Just email them in sick and then tell them to cough a couple of times upon return.

Anonymous said...

We took our daughter to Hawaii when she was 8. We went to Volcano National Park and hiked across a dormant volcano and through lava tubes. We even saw the elusive néné! We snorkeled in Kona and swam with sea turtles and saw numerous fish.. I had her keep a journal of the trip. and we read many books on volcanoes and Pele. I don't see how she would have been better off missing this grand experience (my parents took us). Now if it had been Disneyworld et al. that might have been a different story.

Solvay Girl

Anonymous said...

@dj
There is a form (Educational Trip Plan) that you can request from your principal prior to taking a family trip. You describe on the form how your child will make up missed work, and how the trip would be educational. The principal has to approve the trip plan for the absence to be excused.

North End Mom

Jan said...

Solvay Girl and my kids' most important teacher --

I totally agree with both of you.

Anonymous said...

This is a big issue for seniors who are auditioning for college music or theatre programs. It is very difficult to fly to the east coast for a weekend audition without missing at least one or two days of school. When you figure that performing arts students need 6-8 auditions to have a few good options, the time adds up. The teachers tell the kids to lie and say they are sick because it is too hard to have so many unexcused absences. So parents are put in the no-win situation of condoning a lie or creating an incredibly stressful time for their child when they want(and need) him or her to be at their best for auditions. There needs to be some flexibility.

Jennifer

Anonymous said...

On just Jennifer's point, we had to "give up," and explain that while we had never lied for our child before, never written the "sick" note when they begged for a "mental health" day, never covered for them if they were tardy -- we were making a huge exception.

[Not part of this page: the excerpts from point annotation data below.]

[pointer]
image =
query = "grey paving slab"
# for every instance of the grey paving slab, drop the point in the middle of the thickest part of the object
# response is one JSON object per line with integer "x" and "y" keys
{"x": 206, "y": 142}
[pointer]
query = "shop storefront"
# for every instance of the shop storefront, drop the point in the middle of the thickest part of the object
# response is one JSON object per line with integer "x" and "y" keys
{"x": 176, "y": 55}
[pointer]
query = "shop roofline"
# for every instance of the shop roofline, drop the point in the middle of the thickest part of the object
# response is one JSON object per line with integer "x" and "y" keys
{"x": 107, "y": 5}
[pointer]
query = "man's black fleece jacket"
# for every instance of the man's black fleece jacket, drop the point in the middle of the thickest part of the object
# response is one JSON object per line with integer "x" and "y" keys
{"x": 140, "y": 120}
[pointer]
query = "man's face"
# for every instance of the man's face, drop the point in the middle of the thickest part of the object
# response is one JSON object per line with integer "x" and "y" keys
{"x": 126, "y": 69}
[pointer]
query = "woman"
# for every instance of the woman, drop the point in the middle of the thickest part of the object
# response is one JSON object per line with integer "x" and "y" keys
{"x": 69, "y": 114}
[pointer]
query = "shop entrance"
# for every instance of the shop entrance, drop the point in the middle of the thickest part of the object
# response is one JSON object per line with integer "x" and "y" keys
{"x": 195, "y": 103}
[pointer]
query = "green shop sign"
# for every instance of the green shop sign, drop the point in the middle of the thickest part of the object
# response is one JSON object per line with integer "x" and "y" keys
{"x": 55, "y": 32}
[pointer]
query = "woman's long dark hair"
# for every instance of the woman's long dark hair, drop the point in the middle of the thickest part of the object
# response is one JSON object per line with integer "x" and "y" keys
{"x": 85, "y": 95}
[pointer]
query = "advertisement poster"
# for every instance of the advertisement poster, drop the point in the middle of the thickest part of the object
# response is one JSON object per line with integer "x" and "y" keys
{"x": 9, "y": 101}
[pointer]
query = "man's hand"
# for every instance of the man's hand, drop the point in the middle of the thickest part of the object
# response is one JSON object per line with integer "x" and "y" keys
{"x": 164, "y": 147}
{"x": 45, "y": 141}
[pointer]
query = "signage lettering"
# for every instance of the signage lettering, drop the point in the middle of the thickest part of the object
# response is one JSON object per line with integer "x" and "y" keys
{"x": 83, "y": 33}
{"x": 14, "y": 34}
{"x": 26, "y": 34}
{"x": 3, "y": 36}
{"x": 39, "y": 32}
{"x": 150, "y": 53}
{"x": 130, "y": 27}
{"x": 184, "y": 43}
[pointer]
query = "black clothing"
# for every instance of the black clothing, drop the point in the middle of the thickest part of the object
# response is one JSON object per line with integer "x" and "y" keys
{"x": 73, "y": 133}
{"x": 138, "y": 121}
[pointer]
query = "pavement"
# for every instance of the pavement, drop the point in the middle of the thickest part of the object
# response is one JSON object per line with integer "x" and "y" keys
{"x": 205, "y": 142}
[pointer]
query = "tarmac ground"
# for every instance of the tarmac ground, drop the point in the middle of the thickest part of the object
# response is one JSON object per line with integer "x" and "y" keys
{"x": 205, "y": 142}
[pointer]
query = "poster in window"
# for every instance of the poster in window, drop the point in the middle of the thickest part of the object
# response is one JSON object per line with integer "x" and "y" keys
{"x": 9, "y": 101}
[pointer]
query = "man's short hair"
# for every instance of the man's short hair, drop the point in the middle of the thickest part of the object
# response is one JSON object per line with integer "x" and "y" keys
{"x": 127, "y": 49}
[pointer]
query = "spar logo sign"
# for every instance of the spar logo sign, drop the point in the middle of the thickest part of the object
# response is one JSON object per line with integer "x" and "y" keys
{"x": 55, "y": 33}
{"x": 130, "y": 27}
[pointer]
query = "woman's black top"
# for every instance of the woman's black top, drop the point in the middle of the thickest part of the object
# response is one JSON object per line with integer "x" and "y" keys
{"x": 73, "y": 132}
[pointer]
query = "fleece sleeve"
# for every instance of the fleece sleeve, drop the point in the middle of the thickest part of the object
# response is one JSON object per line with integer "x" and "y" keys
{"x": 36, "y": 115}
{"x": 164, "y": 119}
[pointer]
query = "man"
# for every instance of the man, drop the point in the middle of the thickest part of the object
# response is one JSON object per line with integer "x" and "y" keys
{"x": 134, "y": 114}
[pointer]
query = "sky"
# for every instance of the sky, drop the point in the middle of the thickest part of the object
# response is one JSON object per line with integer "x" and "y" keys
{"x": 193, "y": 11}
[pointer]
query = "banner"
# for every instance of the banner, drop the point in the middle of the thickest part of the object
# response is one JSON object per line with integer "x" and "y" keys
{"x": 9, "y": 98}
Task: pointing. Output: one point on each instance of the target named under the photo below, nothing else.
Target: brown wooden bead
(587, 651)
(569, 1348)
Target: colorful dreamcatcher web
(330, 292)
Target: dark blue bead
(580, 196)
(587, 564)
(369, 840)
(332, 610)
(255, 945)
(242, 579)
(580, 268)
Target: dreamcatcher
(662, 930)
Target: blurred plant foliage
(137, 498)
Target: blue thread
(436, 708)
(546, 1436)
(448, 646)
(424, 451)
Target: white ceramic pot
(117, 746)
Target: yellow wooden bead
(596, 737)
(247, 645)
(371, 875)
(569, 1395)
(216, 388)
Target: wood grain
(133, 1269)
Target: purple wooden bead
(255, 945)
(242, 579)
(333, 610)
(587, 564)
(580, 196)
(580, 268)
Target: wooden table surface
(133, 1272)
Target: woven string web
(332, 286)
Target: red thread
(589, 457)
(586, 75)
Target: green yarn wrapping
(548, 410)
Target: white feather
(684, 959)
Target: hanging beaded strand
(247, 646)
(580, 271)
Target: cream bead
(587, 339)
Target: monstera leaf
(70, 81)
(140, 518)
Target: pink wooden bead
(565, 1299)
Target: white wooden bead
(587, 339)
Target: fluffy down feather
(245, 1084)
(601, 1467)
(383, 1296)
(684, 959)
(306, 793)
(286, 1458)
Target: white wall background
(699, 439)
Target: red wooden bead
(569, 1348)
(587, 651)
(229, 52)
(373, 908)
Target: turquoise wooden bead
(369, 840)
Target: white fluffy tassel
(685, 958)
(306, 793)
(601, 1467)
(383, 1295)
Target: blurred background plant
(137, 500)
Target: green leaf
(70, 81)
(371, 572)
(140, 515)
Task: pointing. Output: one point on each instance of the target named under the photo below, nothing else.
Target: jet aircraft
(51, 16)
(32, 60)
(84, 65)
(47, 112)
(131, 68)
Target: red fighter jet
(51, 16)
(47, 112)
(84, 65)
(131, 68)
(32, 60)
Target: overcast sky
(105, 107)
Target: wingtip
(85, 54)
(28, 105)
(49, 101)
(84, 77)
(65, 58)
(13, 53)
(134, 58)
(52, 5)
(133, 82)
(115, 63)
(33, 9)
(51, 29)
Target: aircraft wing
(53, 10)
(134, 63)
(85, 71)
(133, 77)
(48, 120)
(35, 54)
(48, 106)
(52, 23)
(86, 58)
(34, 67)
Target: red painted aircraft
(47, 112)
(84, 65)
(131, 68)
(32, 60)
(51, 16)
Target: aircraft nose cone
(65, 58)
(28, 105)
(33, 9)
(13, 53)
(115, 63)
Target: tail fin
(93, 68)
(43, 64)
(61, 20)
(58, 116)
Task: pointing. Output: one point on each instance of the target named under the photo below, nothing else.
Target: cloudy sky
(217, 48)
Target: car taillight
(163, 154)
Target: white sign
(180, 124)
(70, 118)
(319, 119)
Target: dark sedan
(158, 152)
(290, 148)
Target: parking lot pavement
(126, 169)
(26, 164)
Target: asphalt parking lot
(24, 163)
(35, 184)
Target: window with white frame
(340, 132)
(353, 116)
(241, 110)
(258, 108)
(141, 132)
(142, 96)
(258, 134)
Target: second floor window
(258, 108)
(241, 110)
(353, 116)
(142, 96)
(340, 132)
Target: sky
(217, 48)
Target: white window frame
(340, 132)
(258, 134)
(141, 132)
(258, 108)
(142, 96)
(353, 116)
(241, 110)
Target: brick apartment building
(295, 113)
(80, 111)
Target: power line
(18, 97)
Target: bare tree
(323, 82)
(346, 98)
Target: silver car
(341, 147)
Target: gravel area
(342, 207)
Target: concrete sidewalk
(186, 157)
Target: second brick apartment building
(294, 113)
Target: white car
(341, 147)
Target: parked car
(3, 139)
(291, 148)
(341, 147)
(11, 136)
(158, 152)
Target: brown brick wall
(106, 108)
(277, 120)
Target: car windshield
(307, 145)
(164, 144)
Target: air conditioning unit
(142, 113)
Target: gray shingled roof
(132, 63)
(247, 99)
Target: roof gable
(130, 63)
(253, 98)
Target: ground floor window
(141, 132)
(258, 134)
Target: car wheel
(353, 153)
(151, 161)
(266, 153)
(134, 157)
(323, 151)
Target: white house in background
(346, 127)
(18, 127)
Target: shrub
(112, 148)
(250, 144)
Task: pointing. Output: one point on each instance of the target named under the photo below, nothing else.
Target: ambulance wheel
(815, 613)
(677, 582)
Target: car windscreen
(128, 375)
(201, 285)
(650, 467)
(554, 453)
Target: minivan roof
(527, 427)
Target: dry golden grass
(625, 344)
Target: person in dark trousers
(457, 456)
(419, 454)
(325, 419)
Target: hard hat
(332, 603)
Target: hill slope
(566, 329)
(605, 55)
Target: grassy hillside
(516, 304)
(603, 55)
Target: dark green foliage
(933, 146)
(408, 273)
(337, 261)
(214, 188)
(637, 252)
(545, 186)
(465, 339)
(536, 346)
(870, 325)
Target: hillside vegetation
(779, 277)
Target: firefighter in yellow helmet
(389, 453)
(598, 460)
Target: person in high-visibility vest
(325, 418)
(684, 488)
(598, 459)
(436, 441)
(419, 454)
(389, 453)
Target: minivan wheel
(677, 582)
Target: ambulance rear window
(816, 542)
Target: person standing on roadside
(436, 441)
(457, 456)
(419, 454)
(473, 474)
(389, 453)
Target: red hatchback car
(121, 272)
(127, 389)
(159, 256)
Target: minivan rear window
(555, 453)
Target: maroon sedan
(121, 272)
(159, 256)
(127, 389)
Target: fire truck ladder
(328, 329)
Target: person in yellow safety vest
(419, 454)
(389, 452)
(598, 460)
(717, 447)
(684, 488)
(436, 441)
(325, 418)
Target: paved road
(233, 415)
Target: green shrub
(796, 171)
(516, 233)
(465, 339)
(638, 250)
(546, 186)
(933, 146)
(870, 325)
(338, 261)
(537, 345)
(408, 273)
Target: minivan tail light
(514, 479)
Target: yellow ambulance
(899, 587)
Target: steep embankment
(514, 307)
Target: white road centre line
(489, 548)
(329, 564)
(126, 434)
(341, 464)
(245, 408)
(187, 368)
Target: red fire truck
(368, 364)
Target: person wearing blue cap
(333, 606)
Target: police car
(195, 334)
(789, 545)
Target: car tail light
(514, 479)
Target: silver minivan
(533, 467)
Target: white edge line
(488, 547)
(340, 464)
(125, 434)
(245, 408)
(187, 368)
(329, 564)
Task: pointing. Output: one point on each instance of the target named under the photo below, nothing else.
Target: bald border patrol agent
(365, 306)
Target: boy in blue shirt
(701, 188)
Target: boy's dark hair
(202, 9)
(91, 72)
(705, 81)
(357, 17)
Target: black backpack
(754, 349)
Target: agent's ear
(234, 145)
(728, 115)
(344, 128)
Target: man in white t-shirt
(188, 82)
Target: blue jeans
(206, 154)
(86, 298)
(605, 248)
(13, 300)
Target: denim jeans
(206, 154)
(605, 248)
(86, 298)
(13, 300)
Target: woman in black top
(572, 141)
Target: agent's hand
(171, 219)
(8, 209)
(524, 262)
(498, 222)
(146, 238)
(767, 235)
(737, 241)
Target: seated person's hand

In our case, it was a child on a "team" in a sport that was not a school sport. So -- while the football guys, swimmers, soccer players, drum line kids, etc, all got excused absences to attend meets, my child could not. We explained that, in our opinion, the school was flat out wrong in its policy, to the detriment of the kids, and we were not willing to support such a rigid approach -- and for that reason ONLY (athletic races), we would agree with the teachers (who all knew what the absence was for, and were fine with it) and just sign "sick" notes.

--stupid laws breed disregard for authority.

Melissa Westbrook said...

It is interesting that in terms of the transportation issue and the attendance issue, the district (and schools) are happy to release athletes for games, etc.